In studies carried out in a Brazilian population [16], a higher susceptibility was shown for the individuals who were homozygous for the entire HLA-A locus.

Our data did not confirm previously published data regarding the association of HLA-A*01:01 with severe COVID-19, neither in Russians nor European population [11], [17]. On the contrary, our results suggest the HLA-A*01:01 allele might be protective against COVID-19 and severe symptoms.

Previously, it was shown that SNP rs9277534 regulated the expression of HLA-DP antigens affecting several important physiological and pathological pathways [18], [19]. Spontaneous recovery from Hepatitis A virus infection in Asian and European individuals carrying the rs9277534A variant has previously been reported [20], [21]. Furthermore, protection against Dengue fever was associated with allele G as well as the GG genotype [22]. Variant rs9277534G predisposes the autoimmune process in liver disease [23], as well as being associated with the outcome of hematopoietic stem cell transplantation [24].

In our study, we showed for the first time that HLA-DP expression can influence the progression of COVID-19. We hypothesize that this is indicated by a difference in the distribution of the rs9277534 SNP polymorphism, which is in linkage disequilibrium with HLA-DP alleles.

Our data showed that in COVID-19 patients, variant rs9277534A is increased (Table 3). As this SNP was significantly higher in patients who progressed to a severe COVID-19 disease, it might be directly linked to a lower antigen presentation [13]. The presence of the SNP rs9277534A is associated with lower HLA-DP antigen expression; supposedly this might impact the SARS-CoV-2-derived peptide repertoire that antigen presenting cells could process and present to the virus-specific CD4+ T-cells [13], [25], [26].

Therefore, the decrease in the presentation of viral antigens can be linked to more severe disease development. We believe that the effect associated with alternative HLA-DP expression may also be evident in COVID-19, facilitating viral clearance and reducing the risk of infection-associated immune complications.

Conclusions

HLA-C*04:01 homozygosity can be an important factor associated with COVID-19 in the Russian population of South Ural.

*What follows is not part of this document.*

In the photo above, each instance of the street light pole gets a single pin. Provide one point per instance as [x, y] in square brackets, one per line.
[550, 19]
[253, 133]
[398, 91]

HLA-A*01:01 can be protective against the development of severe symptoms of COVID-19

Polymorphism within the antigen binding group among different HLA antigens is less important for infection development than the level of expression of HLA-DP products. Individuals with low HLA-DP expression were found to be more susceptible to the COVID-19 infection.

Funding information

The research was funded by RFBR and Chelyabinsk Region, project number 20-44-740004 (S.T.A.).

Authors' contributions

S.T.A., V.M.N., K.I.A. conception and study design. K.I.A., V.M.N., and E.A.E. performed the laboratory tests. S.D.S., B.S.V., V.M.N analysis and interpretation. S.T.A. and A.G.S. compiled the data and wrote the manuscript.

Declaration of Competing Interest

The authors declare that they have no known competing financial interests or personal relationships that could have appeared to influence the work reported in this paper.